In unprecedented scenes of rioting, violence today raged across London and spread to three other cities, as police fought rioters to contain Britain's most serious unrest, raising questions over security of the 2012 Olympics.
Rioting and looting has spread across London, with unrest flaring up in the central city of Birmingham, the western city of Bristol and the northwestern city of Liverpool.
The third cricket Test between India and England is scheduled to be held at Edgbaston, Birmingham, from August 10.

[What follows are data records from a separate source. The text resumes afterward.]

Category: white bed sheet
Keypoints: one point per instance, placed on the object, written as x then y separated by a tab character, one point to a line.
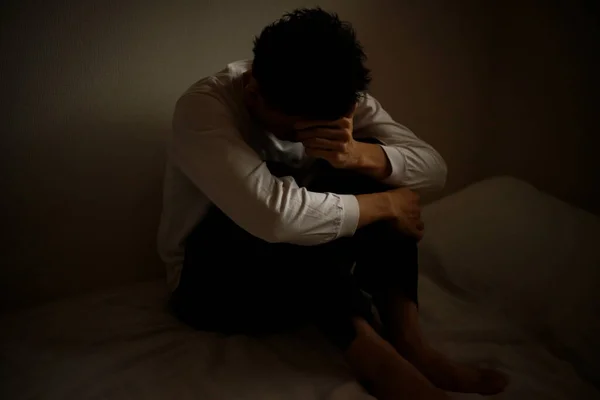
124	345
489	263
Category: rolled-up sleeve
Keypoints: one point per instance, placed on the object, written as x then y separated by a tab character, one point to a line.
209	150
415	163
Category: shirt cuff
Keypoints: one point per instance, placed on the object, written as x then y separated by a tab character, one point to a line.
398	163
350	214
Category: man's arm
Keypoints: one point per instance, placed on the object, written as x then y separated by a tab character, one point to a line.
403	160
216	159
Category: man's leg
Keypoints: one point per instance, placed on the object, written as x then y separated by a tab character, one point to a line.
387	268
231	294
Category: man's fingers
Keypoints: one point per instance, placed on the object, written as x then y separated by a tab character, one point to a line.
324	144
343	123
318	153
325	133
420	225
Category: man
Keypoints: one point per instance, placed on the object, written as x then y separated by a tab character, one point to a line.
289	191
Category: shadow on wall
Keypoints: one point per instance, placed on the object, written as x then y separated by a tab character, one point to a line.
82	214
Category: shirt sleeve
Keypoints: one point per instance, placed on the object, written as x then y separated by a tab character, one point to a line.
211	152
415	164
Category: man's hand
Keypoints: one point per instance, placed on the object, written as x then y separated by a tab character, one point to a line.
407	212
331	141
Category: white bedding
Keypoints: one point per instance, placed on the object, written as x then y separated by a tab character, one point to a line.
122	344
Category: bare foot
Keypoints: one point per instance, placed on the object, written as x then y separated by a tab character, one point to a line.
389	375
452	376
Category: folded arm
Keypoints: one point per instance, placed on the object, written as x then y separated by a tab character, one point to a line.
402	159
213	155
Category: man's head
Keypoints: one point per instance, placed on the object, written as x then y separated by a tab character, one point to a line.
308	65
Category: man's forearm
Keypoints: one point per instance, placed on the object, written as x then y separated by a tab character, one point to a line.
374	207
372	161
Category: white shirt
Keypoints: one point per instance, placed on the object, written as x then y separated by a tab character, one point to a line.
217	155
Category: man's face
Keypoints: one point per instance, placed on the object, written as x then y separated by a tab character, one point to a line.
274	121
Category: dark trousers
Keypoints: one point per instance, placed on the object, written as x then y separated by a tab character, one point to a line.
233	282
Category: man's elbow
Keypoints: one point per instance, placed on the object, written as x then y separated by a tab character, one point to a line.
274	229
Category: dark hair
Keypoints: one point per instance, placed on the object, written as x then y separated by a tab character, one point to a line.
310	64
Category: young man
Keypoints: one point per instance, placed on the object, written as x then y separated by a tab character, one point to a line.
289	192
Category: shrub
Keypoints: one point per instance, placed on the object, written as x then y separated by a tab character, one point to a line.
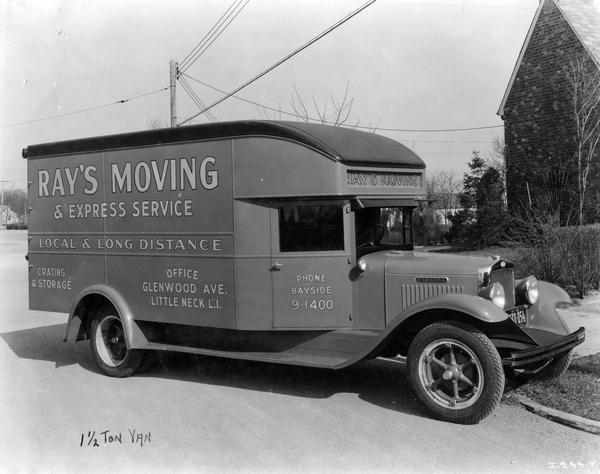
580	247
567	255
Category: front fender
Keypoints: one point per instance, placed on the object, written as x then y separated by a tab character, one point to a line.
133	336
543	315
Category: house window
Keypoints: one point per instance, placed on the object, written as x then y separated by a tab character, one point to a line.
306	228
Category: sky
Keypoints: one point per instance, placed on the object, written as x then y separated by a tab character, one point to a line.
407	64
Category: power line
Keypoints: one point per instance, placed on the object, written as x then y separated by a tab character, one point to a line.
281	61
203	46
204	38
121	101
291	114
188	88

On the third night of riots in London, gangs of masked youth last night looted shops, attacked police officers and set fire to vehicles and garbage dumps in raging violence, sparked by the killing of a youth in police shooting in Tottenham, reminding many of racial unrest in the 1980s.
Clashes in Hackney – one of the five boroughs in which the 2012 Olympics will be held – between police and groups of y
ouths were shown live through helicopter cameras, besides at least one car set on fire on the third night of violence.

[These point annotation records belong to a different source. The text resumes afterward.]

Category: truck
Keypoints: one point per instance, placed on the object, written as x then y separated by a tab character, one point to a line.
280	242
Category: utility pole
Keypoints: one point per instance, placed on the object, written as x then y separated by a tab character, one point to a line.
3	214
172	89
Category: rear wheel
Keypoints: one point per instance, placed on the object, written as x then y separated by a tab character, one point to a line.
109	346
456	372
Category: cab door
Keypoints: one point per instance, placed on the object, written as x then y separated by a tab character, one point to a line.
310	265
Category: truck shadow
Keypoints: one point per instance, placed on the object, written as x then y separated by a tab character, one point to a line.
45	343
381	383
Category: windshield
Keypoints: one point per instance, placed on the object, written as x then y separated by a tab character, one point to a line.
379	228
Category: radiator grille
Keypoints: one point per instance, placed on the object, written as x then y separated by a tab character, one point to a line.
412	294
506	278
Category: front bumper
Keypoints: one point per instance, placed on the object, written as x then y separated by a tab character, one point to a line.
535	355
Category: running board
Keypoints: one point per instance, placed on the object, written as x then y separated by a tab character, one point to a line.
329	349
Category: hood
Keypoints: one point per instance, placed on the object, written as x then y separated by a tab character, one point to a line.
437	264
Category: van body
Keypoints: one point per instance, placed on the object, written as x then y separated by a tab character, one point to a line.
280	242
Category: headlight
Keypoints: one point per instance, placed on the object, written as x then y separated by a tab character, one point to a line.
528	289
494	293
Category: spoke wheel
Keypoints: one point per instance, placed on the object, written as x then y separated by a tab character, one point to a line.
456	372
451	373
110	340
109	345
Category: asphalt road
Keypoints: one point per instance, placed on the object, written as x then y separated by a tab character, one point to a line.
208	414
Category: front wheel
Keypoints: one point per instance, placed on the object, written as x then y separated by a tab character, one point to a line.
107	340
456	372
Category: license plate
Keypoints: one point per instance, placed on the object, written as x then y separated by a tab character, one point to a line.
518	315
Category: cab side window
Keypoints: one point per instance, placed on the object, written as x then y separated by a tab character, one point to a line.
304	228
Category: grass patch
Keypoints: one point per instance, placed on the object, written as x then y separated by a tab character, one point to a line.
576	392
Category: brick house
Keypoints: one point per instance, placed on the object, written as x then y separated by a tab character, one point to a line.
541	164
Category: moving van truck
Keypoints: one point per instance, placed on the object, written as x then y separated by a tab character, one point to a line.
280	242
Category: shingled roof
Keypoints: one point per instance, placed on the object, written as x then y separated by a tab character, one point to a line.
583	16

Over 200 people have been arrested till last night as the police continued to grapple with trouble spreading to newer areas. Much investment has been made in recent years in Hackney in view of the 2012 Olympics.
Prime Minister David Cameron is returning early from holiday to discuss the unrest, which appeared to be led by youths alienated by years of underemployment which left them feeling marginalized even before the economic downturn.
Scotland Yard has deployed an extra 1,700 officers to deal with the unrest in the capital.
Violence started on Saturday in Tottenham district when a peaceful protest over the police shooting of Mark Duggan, a 29-year-old local man, turned violent. Trouble has since spread to areas of London, such as Islington, Enfield, Walthamstow, Oxford Circus and now Hackney.